Topological Horseshoe Analysis and FPGA Implementation of a Classical Fractional Order Chaotic System

• Main Authors: Enzeng Dong, Mingfeng Yuan, Fangfang Han, Jigang Tong, Shengzhi Du
• Format: Article
• Language: English
• Published: IEEE 2019-01-01
• Series: IEEE Access
• Subjects: Computer-assisted proof; fractional order liu System; FPGA implementation; topological horseshoe analysis
• Online Access: https://ieeexplore.ieee.org/document/8821275/

Scholars have done extensive research on dynamic analysis and analog circuits implementation of the classical fractional order chaotic system-Liu System (FOLS). However, they did not rigorously prove the existence of FOLS from the perspective of mathematics. And they also did not effectively design digital circuits to generate signals of the fractional order chaotic systems, especially the 2.7-order system. This paper selects an appropriate Poincaré section where a first return Poincaré map of FOLS was defined. Based on computer-assisted verification method, the conclusion is that the Poincaré map is semi-conjugate to a 2-shift map and the topological entropy of the map is no less than ln 2, which rigorously verifies the existence of chaotic behavior in the 2.7-order Liu system.

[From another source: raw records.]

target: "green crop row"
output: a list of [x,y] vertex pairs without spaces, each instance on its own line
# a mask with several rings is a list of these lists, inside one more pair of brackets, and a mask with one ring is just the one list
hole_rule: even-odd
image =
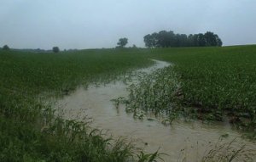
[[78,86],[108,82],[152,61],[133,51],[0,51],[0,161],[150,161],[124,140],[54,115],[45,101]]
[[151,76],[157,81],[175,73],[163,79],[165,82],[151,85],[156,87],[153,91],[170,89],[173,79],[180,84],[175,97],[172,91],[167,94],[172,99],[156,95],[154,99],[163,103],[154,109],[175,100],[182,106],[180,109],[193,112],[198,119],[228,118],[238,128],[256,132],[256,46],[158,48],[148,53],[154,59],[174,64],[166,70],[169,72]]

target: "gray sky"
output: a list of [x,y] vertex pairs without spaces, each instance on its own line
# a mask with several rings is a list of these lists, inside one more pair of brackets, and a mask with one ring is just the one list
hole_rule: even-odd
[[120,37],[144,47],[161,30],[211,31],[224,45],[256,43],[256,0],[0,0],[0,46],[113,47]]

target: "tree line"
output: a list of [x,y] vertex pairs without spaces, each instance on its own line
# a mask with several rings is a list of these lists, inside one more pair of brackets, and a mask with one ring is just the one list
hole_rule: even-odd
[[217,34],[207,31],[205,34],[175,34],[172,31],[161,31],[144,36],[147,47],[179,47],[222,46],[222,41]]

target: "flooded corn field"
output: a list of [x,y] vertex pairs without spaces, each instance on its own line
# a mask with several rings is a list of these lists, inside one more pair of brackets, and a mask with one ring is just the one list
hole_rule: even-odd
[[[154,61],[154,66],[135,73],[147,75],[171,65],[166,62]],[[140,79],[134,75],[128,82],[117,81],[106,85],[91,85],[87,89],[78,88],[57,102],[58,112],[64,119],[89,120],[94,128],[108,130],[113,137],[135,140],[136,144],[147,152],[159,149],[159,152],[166,154],[162,155],[165,161],[199,161],[209,155],[210,150],[227,151],[225,147],[240,149],[246,145],[244,149],[256,149],[256,144],[242,139],[229,122],[204,124],[177,120],[172,125],[165,126],[154,115],[143,120],[134,118],[132,114],[126,113],[124,104],[117,107],[112,100],[128,98],[129,85],[138,81]],[[214,156],[219,154],[216,153]]]

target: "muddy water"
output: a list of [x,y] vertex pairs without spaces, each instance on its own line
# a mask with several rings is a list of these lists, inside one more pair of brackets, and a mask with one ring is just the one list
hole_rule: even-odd
[[[157,69],[170,65],[168,63],[156,61],[150,68],[136,72],[150,73]],[[131,82],[137,81],[133,78]],[[130,82],[129,84],[131,84]],[[154,152],[160,149],[168,154],[162,158],[166,161],[197,161],[207,150],[213,148],[222,135],[228,134],[224,141],[228,142],[236,138],[235,147],[246,144],[249,148],[256,149],[256,144],[241,138],[241,134],[232,131],[227,123],[212,125],[201,122],[177,121],[172,126],[165,126],[155,120],[135,120],[132,115],[125,111],[125,106],[118,109],[111,99],[127,97],[129,84],[115,81],[105,86],[90,86],[88,89],[79,88],[74,93],[57,102],[65,119],[84,120],[90,118],[91,126],[108,130],[114,137],[125,137],[136,140],[138,146],[146,151]]]

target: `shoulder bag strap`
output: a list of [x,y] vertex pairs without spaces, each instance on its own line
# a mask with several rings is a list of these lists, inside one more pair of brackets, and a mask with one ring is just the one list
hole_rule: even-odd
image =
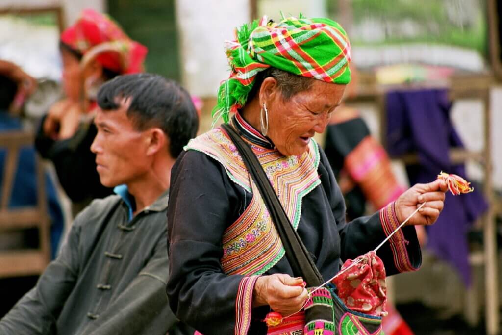
[[222,125],[237,147],[242,160],[260,190],[267,205],[272,221],[281,237],[286,256],[295,276],[301,276],[309,286],[317,286],[322,283],[322,276],[316,267],[298,234],[293,229],[289,218],[279,202],[265,171],[258,158],[249,145],[229,125]]

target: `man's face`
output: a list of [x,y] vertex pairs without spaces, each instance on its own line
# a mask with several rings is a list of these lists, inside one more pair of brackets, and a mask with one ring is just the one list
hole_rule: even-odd
[[141,179],[152,159],[147,155],[148,131],[135,128],[127,115],[128,105],[121,103],[116,110],[98,108],[94,118],[97,134],[91,151],[96,154],[99,180],[108,187]]

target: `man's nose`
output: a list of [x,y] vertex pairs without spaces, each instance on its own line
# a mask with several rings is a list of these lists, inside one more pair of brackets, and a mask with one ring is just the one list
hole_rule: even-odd
[[97,138],[98,136],[99,135],[96,135],[94,141],[92,141],[92,144],[91,144],[91,151],[94,154],[97,154],[101,151],[101,146],[99,145],[99,141]]

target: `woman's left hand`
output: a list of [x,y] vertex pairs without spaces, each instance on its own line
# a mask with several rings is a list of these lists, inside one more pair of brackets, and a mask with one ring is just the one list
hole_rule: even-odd
[[403,222],[424,202],[426,203],[406,224],[409,225],[432,225],[436,222],[444,205],[445,192],[448,186],[443,180],[428,184],[417,184],[401,195],[394,205],[400,222]]

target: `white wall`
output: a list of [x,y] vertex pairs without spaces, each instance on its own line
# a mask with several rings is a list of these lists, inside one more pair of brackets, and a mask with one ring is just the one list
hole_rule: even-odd
[[66,26],[73,22],[82,10],[92,8],[98,12],[106,10],[105,0],[0,0],[0,8],[34,8],[62,6]]
[[229,74],[223,41],[249,22],[248,1],[178,0],[176,8],[183,84],[192,94],[215,96]]

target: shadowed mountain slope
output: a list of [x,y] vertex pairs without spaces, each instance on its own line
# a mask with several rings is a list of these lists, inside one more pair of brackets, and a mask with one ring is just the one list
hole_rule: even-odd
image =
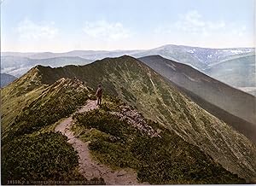
[[223,84],[184,64],[160,55],[140,58],[156,72],[207,102],[256,125],[255,97]]
[[140,61],[125,55],[82,67],[36,68],[44,84],[51,84],[61,78],[76,78],[96,89],[102,83],[106,92],[137,107],[146,118],[174,131],[227,170],[255,180],[255,146]]
[[[148,69],[143,64],[137,66],[139,63],[134,63],[135,59],[124,57],[119,60],[127,60],[127,65],[133,67],[142,67],[137,73],[143,74],[143,72]],[[126,72],[129,76],[132,73],[128,71],[130,66],[121,67],[121,74]],[[73,180],[88,183],[90,180],[103,184],[105,180],[102,177],[114,172],[112,166],[119,169],[115,175],[119,180],[124,174],[122,169],[131,168],[137,173],[135,179],[155,184],[245,183],[172,130],[145,119],[134,108],[113,96],[104,94],[104,103],[99,109],[94,107],[95,110],[88,111],[90,108],[87,108],[87,113],[83,113],[82,110],[85,110],[82,107],[75,115],[70,115],[79,108],[78,106],[85,105],[93,92],[78,78],[61,78],[51,84],[43,84],[44,76],[50,74],[46,72],[47,67],[37,67],[3,89],[2,183],[7,184],[9,180],[15,179],[29,184],[38,184],[37,180],[61,181],[63,184],[75,183]],[[173,90],[173,94],[182,96],[174,92]],[[127,96],[126,92],[123,95]],[[182,96],[180,99],[185,98]],[[95,104],[94,101],[90,102]],[[54,132],[67,122],[73,125],[75,136],[73,136],[72,142]],[[71,132],[69,129],[64,126],[63,131]],[[78,142],[77,137],[88,146],[79,154],[74,146],[81,146],[83,142],[69,144],[74,142],[73,138]],[[238,137],[247,144],[245,137],[241,135]],[[249,147],[245,149],[251,153],[254,151]],[[85,150],[87,154],[90,150],[88,157],[92,155],[96,166],[92,164],[90,169],[87,170],[85,166],[81,171],[81,159],[78,155],[81,158],[81,151]],[[246,162],[251,165],[249,159]],[[88,161],[84,162],[85,165],[92,162],[90,159],[82,160]],[[107,164],[110,168],[104,171],[102,169],[106,166],[102,164]],[[96,170],[96,167],[101,169]],[[248,170],[246,171],[249,175],[253,173]],[[101,177],[103,172],[106,175]],[[84,177],[84,174],[92,176]],[[116,181],[114,177],[107,178],[106,181],[112,180],[111,183]],[[132,180],[129,178],[123,183],[131,183]],[[250,182],[252,176],[247,180]],[[123,183],[121,181],[118,183]]]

This proof is necessary before the chaotic system is used for information encryption. The next and most significant task is to build a system model through DSP-Builder software and generate chaotic signals using Field Programmable Gate Array chip. The results of oscilloscope consistent with numerical simulations, which lays the foundation for image and video streaming encryption.